Vorgesehen ist vor allem ein Neubau für die Ganztagsbetreuung. Er umfasst Betreuungsräume, eine Mensa mit Küche, eine Bibliothek und Toiletten. Außerdem gibt es künftig eine Pausenhofüberdachung, ältere Toiletten werden erneuert und beim Neubauflügel wird durch den Anbau eines Aufzugs ein barrierefreier Zugang geschaffen.
Durch das Bauprojekt steigt die Zahl der Ganztagsplätze von 80 auf 224. An der dreizügigen Grundschule werden aktuell insgesamt 246 Jungen und Mädchen unterrichtet. Die neuen Plätze werden nach Angaben von Schulleiterin Gabriele Hoffmann angesichts der steigenden Nachfrage nach Betreuungsangeboten dringend benötigt. Sie bedankte sich wie auch OB Wolfram Leibe und Bürgermeisterin Elvira Garbes für die Landesförderung. Der anstehende Ausbau schaffe Planungssicherheit für die Eltern und verbessere die Vereinbarkeit von Beruf und Familie. Zudem hätten die Kinder bald verbesserte Lernbedingungen. (Quelle: Stadt Trier)

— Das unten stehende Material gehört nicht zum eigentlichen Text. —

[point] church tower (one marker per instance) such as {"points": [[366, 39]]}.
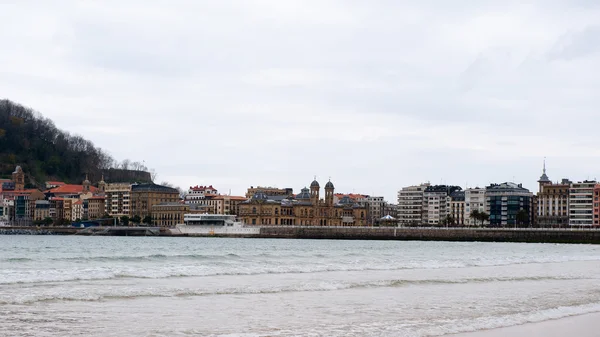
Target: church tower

So, so, schafft Planungssicherheit. Für wen denn? Für die Eltern, die jetzt noch keine sind. Alle Kinder, die da jetzt unterrichtet werden, die sind, wenn die Arbeiten abgeschlossen sind, schon lange aus dem Gymnasium raus. Und so ein Förderbeschied mit Geldern, die der Stadt vorher durch das Land entwendet werden schafft nur unnötige Mehrarbeit in den Verwaltungen. Ich dachte, das Zauberwort heißt Entbürokratisierung?